D’altronde l’intervento pubblico è menomato nella sua efficienza dall’impossibilità di conoscere le vere preferenze dei singoli individui, l’effettivo valore dell’esternalità di produzione e dai costi di un apparato pubblico di dimensioni adeguate alle necessità dell’intervento regolatore e di produzione previsto, si può pertanto arrivare a prospettare un “fallimento” anche del pubblico.
Nella necessità di raggiungere un equilibrio, comunque sempre variabile, tra laissez faire e interventismo keynesiano si è inserita in questi ultimi decenni la potente globalizzazione anche economica in atto, circostanza che in termini ridotti si era già prodotta nei decenni a cavallo della metà dell’800, con conseguenti vantaggi ma anche possibili contraccolpi sia nelle economie in via di sviluppo che in quelle avanzate.

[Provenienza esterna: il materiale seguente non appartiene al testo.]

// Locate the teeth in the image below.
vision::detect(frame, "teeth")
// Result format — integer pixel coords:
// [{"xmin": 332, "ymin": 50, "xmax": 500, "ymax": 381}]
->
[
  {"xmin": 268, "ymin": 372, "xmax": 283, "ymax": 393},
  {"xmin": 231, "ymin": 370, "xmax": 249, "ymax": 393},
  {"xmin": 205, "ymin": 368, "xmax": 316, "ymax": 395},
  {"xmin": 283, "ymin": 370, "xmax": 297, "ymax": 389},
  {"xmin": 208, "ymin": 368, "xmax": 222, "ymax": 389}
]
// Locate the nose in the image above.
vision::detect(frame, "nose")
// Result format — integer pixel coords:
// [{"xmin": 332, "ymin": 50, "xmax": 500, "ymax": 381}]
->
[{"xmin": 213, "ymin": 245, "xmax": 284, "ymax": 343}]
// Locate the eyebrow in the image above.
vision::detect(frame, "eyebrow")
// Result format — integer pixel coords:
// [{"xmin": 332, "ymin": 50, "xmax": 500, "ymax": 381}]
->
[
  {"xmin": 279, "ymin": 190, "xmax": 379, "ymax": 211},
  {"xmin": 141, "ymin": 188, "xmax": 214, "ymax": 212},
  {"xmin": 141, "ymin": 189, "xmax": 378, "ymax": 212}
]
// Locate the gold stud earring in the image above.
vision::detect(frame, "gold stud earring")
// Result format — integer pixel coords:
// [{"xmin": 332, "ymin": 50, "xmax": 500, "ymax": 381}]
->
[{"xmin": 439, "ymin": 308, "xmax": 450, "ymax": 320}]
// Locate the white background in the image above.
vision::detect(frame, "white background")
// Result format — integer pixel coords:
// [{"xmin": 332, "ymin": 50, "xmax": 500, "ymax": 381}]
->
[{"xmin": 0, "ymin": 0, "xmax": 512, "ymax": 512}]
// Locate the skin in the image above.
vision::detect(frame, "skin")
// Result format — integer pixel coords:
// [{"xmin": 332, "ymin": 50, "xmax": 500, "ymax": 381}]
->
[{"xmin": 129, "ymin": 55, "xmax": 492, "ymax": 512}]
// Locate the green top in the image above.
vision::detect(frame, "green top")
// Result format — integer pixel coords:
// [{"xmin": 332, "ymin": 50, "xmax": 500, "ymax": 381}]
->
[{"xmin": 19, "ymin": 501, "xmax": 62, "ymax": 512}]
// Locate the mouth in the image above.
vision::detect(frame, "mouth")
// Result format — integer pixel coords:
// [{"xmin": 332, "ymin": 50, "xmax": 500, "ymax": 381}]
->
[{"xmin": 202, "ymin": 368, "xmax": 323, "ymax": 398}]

   Nasce di fatto un problema di regolamentazione dei mercati, questi risultano efficienti solo in presenza di omogeneità delle regole concorrenziali tali da impedire rendimenti crescenti nella produzione per ridotti costi del fattore lavoro ed esternalizzazione dei costi ambientali.
   Il risultato di una tale distorsione del mercato è l’abbattimento della qualità di vita sia nell’ambiente di lavoro che all’esterno dell’impresa, si deve pertanto evitare di parlare di un unico mercato globalizzato ma di aree entro cui vivono regole espressioni di qualità di vita diverse.
   Vi è pertanto l’obbligo dello Stato di impedire la perdita dei diritti fondamentali della persona, quali la salute, in una competizione al ribasso, trattandosi in realtà di concorrenza sleale che accentua le differenze sociali quale risultato di una malsana competizione. Lo scontro è tra regole di mercato differenti tra aree culturali ed economiche diverse, si tratta di imporre le proprie regole di mercato o subire quelle altrui con la conseguente colonizzazione.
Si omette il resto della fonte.